To assure the validity of translational symmetry descents, we have to suppress all distortions of the crystal lattice. This condition, called the high-symmetry approximation (Zikmund, 1984) or parent clamping approximation (PCA) (Janovec et al., 1989; Wadhawan, 2000), requires that the lengths of the basis vectors $[{\bf a}^{\kern1pt f}]$ $[{\bf b}^{\kern1pt f}]$ $[{\bf c}^{\kern1pt f} ]$ of the translation group $[{\cal U}_1]$ of the ferroic space group $[{\cal F}_1]$ are either exactly the same as, or are integer multiples of, the basic vectors $[{\bf a}^{\kern1pt p}]$ $[{\bf b}^{\kern1pt p}]$ $[{\bf c}^{\kern1pt p}]$ of the translational group $[{\cal T}]$ of the parent space group $[{\cal G}]$ . Then the relation between the primitive basis vectors $[{\bf a}^{\kern1pt f}]$ $[{\bf b}^{\kern1pt f} ]$ $[{\bf c}^{\kern1pt f}]$ of $[{\cal U}_1]$ and the primitive basis vectors $[{\bf a}^{\kern1pt p}]$ $[{\bf b}^{\kern1pt p}]$ $[{\bf c}^{\kern1pt p}]$ of $[{\cal T}]$ can be expressed as $[\pmatrix{{\bf a}^{\kern1pt f},\!\! & {\bf b}^{\kern1pt f},\!\! & {\bf c}^{\kern1pt f}}= \pmatrix{{\bf a}^{\kern1pt p},\!\! &{\bf b}^{\kern1pt p},\!\! & {\bf c}^{\kern1pt p}} \left(\matrix{m_{11} &m_{12} &m_{13} \cr m_{21} &m_{22} &m_{23} \cr m_{13} &m_{23} &m_{33}}\right), \eqno(3.4.2.49) ]$ where $[m_{ij}]$ , [i, j=1,2,3] , are integers.

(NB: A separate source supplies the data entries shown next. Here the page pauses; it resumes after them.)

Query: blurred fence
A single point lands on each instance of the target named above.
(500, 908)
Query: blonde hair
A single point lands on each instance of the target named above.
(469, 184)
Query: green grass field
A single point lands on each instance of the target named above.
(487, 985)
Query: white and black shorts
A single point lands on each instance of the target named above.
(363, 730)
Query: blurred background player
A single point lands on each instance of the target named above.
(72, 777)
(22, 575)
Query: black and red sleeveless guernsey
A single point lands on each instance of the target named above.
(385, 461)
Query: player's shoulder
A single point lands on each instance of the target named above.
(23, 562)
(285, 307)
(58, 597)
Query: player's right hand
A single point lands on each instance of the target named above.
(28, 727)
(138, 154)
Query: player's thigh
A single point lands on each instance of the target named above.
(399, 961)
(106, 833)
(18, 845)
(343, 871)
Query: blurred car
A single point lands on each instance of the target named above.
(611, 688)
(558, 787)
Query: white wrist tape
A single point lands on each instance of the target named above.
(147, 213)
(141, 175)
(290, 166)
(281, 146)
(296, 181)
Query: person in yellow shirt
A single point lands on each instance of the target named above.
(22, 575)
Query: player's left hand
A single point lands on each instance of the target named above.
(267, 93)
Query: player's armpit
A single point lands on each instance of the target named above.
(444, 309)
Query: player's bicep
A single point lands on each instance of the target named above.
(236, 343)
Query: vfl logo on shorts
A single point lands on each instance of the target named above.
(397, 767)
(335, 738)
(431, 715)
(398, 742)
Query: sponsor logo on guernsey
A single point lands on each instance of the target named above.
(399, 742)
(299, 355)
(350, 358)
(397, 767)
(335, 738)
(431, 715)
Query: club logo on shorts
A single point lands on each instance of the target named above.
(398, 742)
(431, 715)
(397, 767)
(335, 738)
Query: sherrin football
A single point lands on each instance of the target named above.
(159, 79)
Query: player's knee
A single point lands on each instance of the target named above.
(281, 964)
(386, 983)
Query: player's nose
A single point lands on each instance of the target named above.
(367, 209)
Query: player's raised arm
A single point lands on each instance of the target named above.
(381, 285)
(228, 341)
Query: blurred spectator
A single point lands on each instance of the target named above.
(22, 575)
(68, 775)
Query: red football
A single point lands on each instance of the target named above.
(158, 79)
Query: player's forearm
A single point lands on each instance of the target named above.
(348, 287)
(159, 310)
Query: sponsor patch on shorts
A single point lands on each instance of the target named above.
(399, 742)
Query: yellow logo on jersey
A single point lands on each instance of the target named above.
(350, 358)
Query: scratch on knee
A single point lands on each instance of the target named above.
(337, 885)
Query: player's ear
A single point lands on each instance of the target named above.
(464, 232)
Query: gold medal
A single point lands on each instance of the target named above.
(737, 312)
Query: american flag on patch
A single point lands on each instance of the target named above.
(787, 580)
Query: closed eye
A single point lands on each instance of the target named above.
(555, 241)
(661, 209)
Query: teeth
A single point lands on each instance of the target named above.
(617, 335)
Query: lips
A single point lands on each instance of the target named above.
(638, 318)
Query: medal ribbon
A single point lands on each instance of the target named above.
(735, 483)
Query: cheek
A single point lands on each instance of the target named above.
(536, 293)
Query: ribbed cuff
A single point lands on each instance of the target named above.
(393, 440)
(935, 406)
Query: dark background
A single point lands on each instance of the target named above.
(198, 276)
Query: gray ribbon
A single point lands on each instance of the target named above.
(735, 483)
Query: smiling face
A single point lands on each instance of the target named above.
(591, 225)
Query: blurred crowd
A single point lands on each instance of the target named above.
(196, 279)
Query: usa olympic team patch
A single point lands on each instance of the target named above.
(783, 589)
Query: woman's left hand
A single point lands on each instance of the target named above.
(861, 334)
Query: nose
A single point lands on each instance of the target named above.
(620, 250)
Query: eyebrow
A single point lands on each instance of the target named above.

Throughout this part, the parent clamping approximation is assumed to be fulfilled.

Now we can return to the partition of the set of basic domain states into translational subsets. Let $[\{{\sf S}_1,{\sf S}_2,\ldots,{\sf S}_{d_{t}}\} ]$ be the set of all basic translational domain states that can be generated from $[{\sf S}_1]$ by lost translations. The stabilizer (in $[{\cal G} ]$ ) of this set is the Hermann group, $[{\cal I}_{\cal G}\{{\sf S}_1,{\sf S}_2,\ldots,{\sf S}_{d_t}\} = {\cal M}_1, \eqno(3.4.2.50) ]$ which plays the role of the intermediate group. The number of translational subsets and the relation between these subsets is determined by the decomposition of $[{\cal G}]$ into left cosets of $[{\cal M}_1]$ : $[\eqalignno{{\cal G}&=\{g_1|{\bf v}(g_1)\}{\cal M}_1 \cup \{g_2|{\bf v}(g_2)\}{\cal M}_1 \cup\ldots\cup \{g_j|{\bf v}(g_j)\}{\cal M}_1 &\cr &\quad\cup\ldots\cup \{g_{n}|{\bf v}(g_{n})\}{\cal M}_1. &(3.4.2.51)} ]$ Representatives $[{\sf g}_j=\{g_j|{\bf u}(g_j)\}]$ are space-group operations, where [g_j] is a point-group operation and $[{\bf u}(g_j) ]$ is a non-primitive translation (see Section 1.2.3 ).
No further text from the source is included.